Just Another Ruby Mod (JARM) is a tool that identifies TLS servers based on their behavior and configuration, helping security teams identify servers with outdated or insecure TLS configurations. JARM works by sending a series of TLS messages to a server and analyzing the server's response. The tool then generates a unique fingerprint from the response, which can be used to identify the server even if it uses a different IP address or domain name.
Silent Push lets you search our daily scans of the Internet's IPv4 range for JARM data.

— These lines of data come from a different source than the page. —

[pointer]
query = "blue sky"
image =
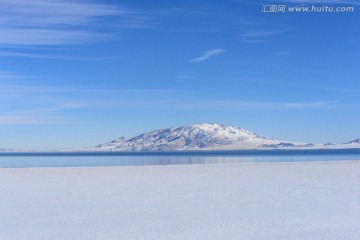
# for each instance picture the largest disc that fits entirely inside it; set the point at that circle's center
(80, 73)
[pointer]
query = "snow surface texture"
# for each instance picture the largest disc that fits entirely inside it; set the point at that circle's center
(206, 136)
(311, 201)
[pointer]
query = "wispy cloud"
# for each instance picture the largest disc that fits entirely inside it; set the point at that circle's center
(54, 22)
(260, 36)
(308, 105)
(206, 55)
(50, 56)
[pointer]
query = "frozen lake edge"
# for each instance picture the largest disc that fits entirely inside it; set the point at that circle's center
(302, 200)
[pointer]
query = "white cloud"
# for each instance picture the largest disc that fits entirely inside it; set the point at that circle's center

By comparing the JARM fingerprint of a server against a database of known malicious fingerprints, security teams can quickly identify potential threats and malicious servers engaged in phishing and/or malware operations, and take appropriate action.
JARM fingerprints also enable threat analysts to identify traffic patterns and connections across various attack vectors and pinpoint the infrastructure and resources used by specific threat actors.
JARM Data
From the left navigation menu, select Advanced Query Builder > IPv4 Queries > Scan Data - JARM Usage.
Specify an IPv4 address.
(Optional) Add a netmask for a range.
(Optional) Enter a jarm_hash.
(Optional) Set a window (days) for recent results.
(Optional) Skip results.
Click Search.
Save Query
Specify query parameters.
Click Save Query.
Provide a Name and Description for context.
Click Save. The query appears in Private Queries.